# Orbea geometry fit/sizing suitable for me?



## planar

Hi,

After much research, I've come to the conclusion (correct me if I'm wrong) that I belong to that unfortunate category of "short torso, long legs" cyclists. I also need a new bike. My body measurements are:

Inseam: 83 cm
Height: 176 cm
Arm: 61.9 cm

My current bike (non-compact) measurements are:

Seat tube C-C: 52 cm, C-T (top of top tube): 54 cm
Top tube: 54 cm
Head tube: 11.3 cm
Seat tube angle: 74 deg
Head tube angle: 73 deg

There are 2.5 cm of spacers under my stem (110 mm) and on top of that, the stem is flipped to reduce the saddle-to-bar height to within 2 cm.

My question is: Can an Orbea fit me? If so, which size?

Responses much appreciated.

Thanks.


----------



## Roadrider22

I am 5'8.5" with a 31" cycling inseam. I just built up a 54cm Orbea Onix and with a 100mm 12 degree stem with 40mm of stack, it fits me perfectly. The Onix is an awesome ride.


----------



## planar

Roadrider22 said:


> I am 5'8.5" with a 31" cycling inseam. I just built up a 54cm Orbea Onix and with a 100mm 12 degree stem with 40mm of stack, it fits me perfectly. The Onix is an awesome ride.

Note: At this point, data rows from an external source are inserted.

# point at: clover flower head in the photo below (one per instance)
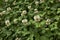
(35, 10)
(36, 2)
(24, 21)
(37, 18)
(24, 12)
(42, 1)
(15, 20)
(9, 9)
(6, 0)
(29, 7)
(48, 21)
(7, 23)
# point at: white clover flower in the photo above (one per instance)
(48, 21)
(9, 9)
(24, 12)
(42, 1)
(29, 7)
(7, 23)
(15, 20)
(36, 2)
(24, 21)
(37, 18)
(35, 10)
(6, 0)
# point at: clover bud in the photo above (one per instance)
(15, 21)
(29, 7)
(42, 1)
(48, 21)
(9, 9)
(6, 0)
(37, 18)
(35, 11)
(36, 2)
(24, 12)
(7, 23)
(25, 21)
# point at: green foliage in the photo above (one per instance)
(18, 20)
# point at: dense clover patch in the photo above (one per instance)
(29, 19)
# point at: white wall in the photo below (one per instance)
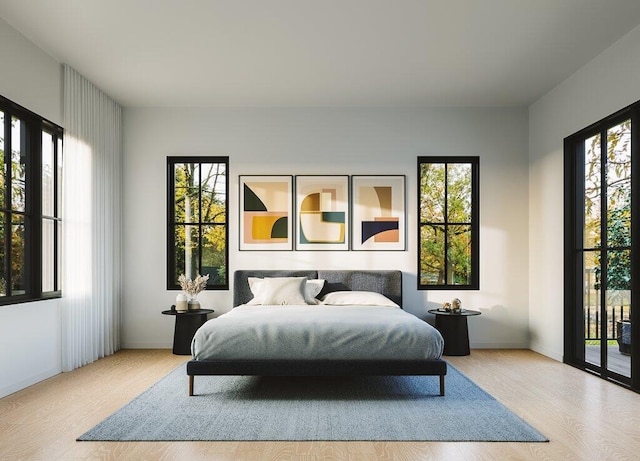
(29, 333)
(330, 141)
(608, 83)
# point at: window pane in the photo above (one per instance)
(432, 194)
(214, 193)
(459, 255)
(619, 185)
(186, 240)
(619, 311)
(48, 255)
(60, 240)
(214, 253)
(459, 193)
(3, 181)
(432, 255)
(591, 306)
(3, 256)
(186, 197)
(18, 285)
(18, 164)
(592, 192)
(48, 173)
(59, 179)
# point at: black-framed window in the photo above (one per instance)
(30, 205)
(448, 210)
(197, 215)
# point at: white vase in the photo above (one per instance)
(181, 302)
(194, 304)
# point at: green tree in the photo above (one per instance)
(617, 214)
(445, 215)
(200, 206)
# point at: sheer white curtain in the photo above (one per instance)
(91, 221)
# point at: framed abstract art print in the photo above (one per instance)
(322, 212)
(378, 207)
(266, 215)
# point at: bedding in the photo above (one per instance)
(387, 348)
(343, 332)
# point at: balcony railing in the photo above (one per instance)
(592, 318)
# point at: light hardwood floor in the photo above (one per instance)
(585, 417)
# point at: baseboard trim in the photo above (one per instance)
(128, 345)
(29, 381)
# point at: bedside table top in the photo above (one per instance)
(465, 312)
(191, 312)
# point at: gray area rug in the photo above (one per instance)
(396, 408)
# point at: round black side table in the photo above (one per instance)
(186, 325)
(454, 330)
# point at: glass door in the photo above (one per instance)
(599, 326)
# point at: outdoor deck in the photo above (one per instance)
(617, 362)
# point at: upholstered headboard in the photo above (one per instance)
(388, 283)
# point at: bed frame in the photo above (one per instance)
(388, 283)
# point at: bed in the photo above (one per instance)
(269, 354)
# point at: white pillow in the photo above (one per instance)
(312, 288)
(258, 287)
(356, 298)
(284, 291)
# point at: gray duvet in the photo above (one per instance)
(317, 332)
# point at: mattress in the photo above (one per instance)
(304, 332)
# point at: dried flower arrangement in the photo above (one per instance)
(193, 287)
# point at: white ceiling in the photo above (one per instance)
(323, 52)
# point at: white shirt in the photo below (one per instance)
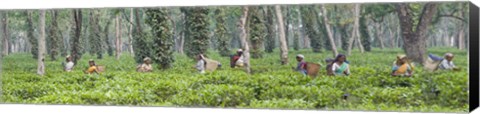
(240, 60)
(337, 66)
(201, 66)
(446, 65)
(69, 66)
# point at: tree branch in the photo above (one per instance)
(455, 17)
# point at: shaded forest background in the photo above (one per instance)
(160, 32)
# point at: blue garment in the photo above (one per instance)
(434, 58)
(299, 67)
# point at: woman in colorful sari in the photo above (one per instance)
(339, 66)
(237, 59)
(302, 65)
(401, 67)
(201, 64)
(146, 66)
(447, 63)
(92, 67)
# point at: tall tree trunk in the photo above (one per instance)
(329, 32)
(392, 38)
(355, 29)
(414, 36)
(30, 34)
(118, 37)
(162, 39)
(77, 30)
(243, 37)
(283, 39)
(130, 40)
(312, 33)
(221, 33)
(41, 46)
(378, 31)
(106, 31)
(461, 34)
(287, 25)
(5, 33)
(256, 31)
(270, 44)
(141, 46)
(54, 36)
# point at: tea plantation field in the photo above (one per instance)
(370, 87)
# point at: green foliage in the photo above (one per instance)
(364, 36)
(256, 31)
(141, 45)
(221, 32)
(270, 86)
(106, 32)
(296, 38)
(95, 35)
(196, 36)
(270, 26)
(31, 37)
(309, 19)
(54, 36)
(162, 40)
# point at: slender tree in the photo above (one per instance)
(355, 35)
(118, 36)
(141, 46)
(283, 39)
(243, 38)
(41, 46)
(108, 43)
(162, 40)
(76, 32)
(270, 38)
(54, 36)
(221, 32)
(5, 33)
(256, 31)
(309, 22)
(94, 36)
(197, 27)
(413, 35)
(330, 36)
(31, 37)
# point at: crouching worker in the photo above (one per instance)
(204, 64)
(146, 66)
(306, 68)
(92, 67)
(302, 65)
(68, 64)
(339, 66)
(237, 59)
(401, 67)
(445, 63)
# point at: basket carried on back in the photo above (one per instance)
(432, 62)
(100, 68)
(313, 69)
(211, 65)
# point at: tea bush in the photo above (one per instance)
(272, 85)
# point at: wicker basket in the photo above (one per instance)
(211, 65)
(100, 68)
(312, 69)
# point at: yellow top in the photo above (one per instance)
(92, 69)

40mm sounds like a lot. I think most carbon fork manufacturers put the safety limit at 1" for carbon steerers with Reynolds pushing theirs at 1.5" of spacers. This is what I'm hoping to avoid. Btw, how 'setback' is your saddle?

Regards.


----------



## Steve-Erickson

I also have difficulty finding a frame with geometry that will suit me. I'm 5' 5 1/2" with a 32 inch inseam.
I like Orbea but their newer frames just don't suit me. I'm looking for one of their older frames because they have more size options and are much less expensive.
Are there any manufacturers or particular bikes that have a shorter top tube in relation to the seat post size?


----------



## rollinrob

*Im 5'5*

I 'm 5'5 and the 48cm orbeas fit me very well. They do small bikes like few other manufacturers do. They have a very shallow seat tube anlge at 73.7 degrees and I love the way it fits. I am selling my Orca very soon. PM me if you are interested..


----------



## serpico7

planar said:


> After much research, I've come to the conclusion (correct me if I'm wrong) that I belong to that unfortunate category of "short torso, long legs" cyclists. I also need a new bike. My body measurements are:
> 
> Inseam: 83 cm
> Height: 176 cm
> Arm: 61.9 cm


I must be a freak then. Height: 170cm; Inseam: 83.5cm
I ride a 51cm Orbea (2006 geometry). Still have to fine tune saddle position and stem length, but this feels like the right frame size. You're a little taller than me, so you might be able to manage well on a 53cm Orbea. But Orbea's sizing seems to run a little bigger than most manufacturers, so I would think that a 51cm with a longer stem would also work well.

Test ride the 51 and 53. Let us know how it works out.


----------